Sacred speech, however, often falls into repetitive and imitative patterns. Many sermons and testimonies lean heavily on moralistic formulas: someone strays down “the boulevard of broken dreams,” hits bottom, and then experiences redemption. These stories have their place—they are familiar, even serviceable—but they can become so predictable and extreme that they cease to touch the ordinary sins, small failures, and subtle graces that shape most of our lives.
This has been my experience with what I call “testimony culture.” In churches where personal testimonies are regularly shared, it is not uncommon to hear stories of shocking behavior followed by dramatic conversion. For those who have not battled addiction, rage, or despair, such accounts can alienate rather than inspire.
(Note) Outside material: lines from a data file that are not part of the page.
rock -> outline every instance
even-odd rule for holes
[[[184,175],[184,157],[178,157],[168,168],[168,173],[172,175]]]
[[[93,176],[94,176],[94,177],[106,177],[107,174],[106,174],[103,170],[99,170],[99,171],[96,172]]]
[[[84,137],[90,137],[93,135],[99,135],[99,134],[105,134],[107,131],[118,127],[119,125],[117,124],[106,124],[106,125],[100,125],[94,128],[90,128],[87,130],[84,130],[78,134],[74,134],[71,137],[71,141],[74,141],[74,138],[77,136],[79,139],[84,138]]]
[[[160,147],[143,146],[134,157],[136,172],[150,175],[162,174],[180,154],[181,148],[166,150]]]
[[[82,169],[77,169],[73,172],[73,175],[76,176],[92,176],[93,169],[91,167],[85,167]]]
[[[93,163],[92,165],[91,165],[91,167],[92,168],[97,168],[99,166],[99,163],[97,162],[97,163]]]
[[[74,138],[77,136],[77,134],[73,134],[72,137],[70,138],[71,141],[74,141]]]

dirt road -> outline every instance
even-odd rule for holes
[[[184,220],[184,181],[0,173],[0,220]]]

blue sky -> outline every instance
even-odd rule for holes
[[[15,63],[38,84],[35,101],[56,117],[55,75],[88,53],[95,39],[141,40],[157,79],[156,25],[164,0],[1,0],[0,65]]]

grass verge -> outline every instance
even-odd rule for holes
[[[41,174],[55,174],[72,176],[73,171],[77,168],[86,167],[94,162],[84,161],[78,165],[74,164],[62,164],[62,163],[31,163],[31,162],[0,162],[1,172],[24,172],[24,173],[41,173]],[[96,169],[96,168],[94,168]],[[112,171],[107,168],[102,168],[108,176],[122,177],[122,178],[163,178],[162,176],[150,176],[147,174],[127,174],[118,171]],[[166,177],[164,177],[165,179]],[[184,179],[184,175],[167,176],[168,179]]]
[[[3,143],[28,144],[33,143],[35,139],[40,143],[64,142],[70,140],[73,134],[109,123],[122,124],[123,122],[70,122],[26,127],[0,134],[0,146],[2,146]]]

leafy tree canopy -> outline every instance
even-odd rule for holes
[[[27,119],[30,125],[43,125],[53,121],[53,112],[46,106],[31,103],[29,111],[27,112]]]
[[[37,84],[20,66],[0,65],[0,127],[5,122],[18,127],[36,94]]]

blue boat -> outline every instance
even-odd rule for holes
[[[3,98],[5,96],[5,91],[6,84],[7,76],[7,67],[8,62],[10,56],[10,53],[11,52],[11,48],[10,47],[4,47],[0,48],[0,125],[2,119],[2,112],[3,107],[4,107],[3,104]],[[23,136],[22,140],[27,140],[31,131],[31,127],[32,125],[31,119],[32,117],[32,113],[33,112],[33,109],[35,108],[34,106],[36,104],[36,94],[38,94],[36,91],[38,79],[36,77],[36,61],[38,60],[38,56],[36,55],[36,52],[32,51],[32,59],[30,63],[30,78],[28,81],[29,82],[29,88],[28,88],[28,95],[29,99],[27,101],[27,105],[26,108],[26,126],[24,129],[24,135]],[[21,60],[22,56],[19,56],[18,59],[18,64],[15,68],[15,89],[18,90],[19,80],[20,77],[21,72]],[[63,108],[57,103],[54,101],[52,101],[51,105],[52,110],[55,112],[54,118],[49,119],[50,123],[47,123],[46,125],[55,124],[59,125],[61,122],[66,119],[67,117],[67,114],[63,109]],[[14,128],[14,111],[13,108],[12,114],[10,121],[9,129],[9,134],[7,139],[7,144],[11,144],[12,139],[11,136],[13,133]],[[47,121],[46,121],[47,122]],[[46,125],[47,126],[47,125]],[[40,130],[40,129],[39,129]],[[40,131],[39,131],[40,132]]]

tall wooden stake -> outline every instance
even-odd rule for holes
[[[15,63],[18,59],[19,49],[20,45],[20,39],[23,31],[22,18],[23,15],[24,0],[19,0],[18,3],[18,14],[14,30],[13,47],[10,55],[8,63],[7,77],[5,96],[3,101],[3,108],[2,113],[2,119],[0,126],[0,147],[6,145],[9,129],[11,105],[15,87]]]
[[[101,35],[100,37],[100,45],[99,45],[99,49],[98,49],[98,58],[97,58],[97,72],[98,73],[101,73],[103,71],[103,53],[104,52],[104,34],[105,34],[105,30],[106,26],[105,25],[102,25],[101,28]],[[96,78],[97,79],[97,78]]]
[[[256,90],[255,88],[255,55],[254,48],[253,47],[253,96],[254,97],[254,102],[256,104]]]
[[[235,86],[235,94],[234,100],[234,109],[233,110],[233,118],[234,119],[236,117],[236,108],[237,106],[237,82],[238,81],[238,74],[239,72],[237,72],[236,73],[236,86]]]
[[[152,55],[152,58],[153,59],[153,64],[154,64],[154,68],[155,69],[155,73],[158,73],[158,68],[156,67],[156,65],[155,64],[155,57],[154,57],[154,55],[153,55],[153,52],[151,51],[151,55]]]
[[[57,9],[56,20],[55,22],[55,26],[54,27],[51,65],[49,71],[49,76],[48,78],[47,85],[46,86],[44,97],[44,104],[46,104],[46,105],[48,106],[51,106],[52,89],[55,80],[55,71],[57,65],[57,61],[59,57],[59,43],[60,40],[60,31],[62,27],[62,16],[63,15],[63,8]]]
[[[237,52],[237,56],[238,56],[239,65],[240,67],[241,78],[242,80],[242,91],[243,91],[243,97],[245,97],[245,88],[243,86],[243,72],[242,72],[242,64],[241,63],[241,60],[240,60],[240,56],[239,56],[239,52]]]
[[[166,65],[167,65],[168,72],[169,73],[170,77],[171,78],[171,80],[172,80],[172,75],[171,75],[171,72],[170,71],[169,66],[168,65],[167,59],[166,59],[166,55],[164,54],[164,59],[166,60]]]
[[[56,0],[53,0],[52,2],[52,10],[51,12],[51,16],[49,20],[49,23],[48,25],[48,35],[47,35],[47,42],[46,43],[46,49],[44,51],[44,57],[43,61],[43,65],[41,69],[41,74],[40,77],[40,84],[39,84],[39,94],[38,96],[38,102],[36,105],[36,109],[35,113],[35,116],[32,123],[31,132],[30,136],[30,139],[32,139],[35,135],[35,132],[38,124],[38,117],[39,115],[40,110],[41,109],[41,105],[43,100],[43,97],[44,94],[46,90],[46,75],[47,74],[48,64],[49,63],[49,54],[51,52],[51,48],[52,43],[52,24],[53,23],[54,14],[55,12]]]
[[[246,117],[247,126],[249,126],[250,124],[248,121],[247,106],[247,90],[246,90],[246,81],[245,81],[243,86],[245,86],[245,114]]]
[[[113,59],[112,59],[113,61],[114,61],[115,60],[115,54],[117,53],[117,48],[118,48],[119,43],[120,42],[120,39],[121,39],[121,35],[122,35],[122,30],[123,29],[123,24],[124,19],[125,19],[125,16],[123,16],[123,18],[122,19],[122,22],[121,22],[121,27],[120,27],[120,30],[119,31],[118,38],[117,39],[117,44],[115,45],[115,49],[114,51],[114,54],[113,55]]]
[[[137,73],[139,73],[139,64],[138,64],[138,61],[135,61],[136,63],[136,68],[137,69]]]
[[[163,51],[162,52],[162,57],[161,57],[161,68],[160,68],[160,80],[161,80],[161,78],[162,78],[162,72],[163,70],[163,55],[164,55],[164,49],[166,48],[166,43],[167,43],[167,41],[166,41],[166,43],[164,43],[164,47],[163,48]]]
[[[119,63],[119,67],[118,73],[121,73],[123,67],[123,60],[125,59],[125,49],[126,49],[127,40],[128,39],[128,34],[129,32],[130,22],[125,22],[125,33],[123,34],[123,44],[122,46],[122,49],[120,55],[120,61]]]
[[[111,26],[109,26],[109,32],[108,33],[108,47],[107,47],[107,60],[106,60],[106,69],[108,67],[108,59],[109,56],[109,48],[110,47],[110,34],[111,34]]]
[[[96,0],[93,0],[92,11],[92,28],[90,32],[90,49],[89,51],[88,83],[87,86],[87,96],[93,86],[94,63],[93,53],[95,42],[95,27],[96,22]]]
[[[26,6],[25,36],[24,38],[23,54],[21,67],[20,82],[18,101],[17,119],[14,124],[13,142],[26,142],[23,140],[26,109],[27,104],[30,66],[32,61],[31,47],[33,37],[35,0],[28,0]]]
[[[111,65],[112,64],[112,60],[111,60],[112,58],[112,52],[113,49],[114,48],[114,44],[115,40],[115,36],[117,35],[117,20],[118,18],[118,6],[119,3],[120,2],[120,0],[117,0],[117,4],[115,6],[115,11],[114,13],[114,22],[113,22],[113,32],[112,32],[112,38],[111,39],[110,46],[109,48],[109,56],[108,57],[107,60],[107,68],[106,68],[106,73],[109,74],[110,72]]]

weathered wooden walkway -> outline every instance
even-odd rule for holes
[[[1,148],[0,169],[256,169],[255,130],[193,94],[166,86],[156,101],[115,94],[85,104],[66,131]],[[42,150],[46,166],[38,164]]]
They can even become performative—designed more for shock and spectacle than for genuine reflection. I once heard someone remark, “I don’t have a good testimony like that,” as though God’s grace were graded on a scale of scandal. When stories exist only to astonish, they risk becoming commodities rather than conduits of transformation.
Whimsical stories from unexpected places, however, have a way of bypassing that moralistic distance. A folk tale, a fable, or a story from an eccentric subculture can sneak up on you. Instead of allowing listeners to say, “That’s not me,” these stories quietly show that grace has something to say about every corner of the world—even your own corner. They charm, surprise, and disarm. In their whimsy lies a holy cunning: they awaken the imagination, shake us out of our moral complacency, and help us glimpse the world as it truly is—alive with sacred possibility.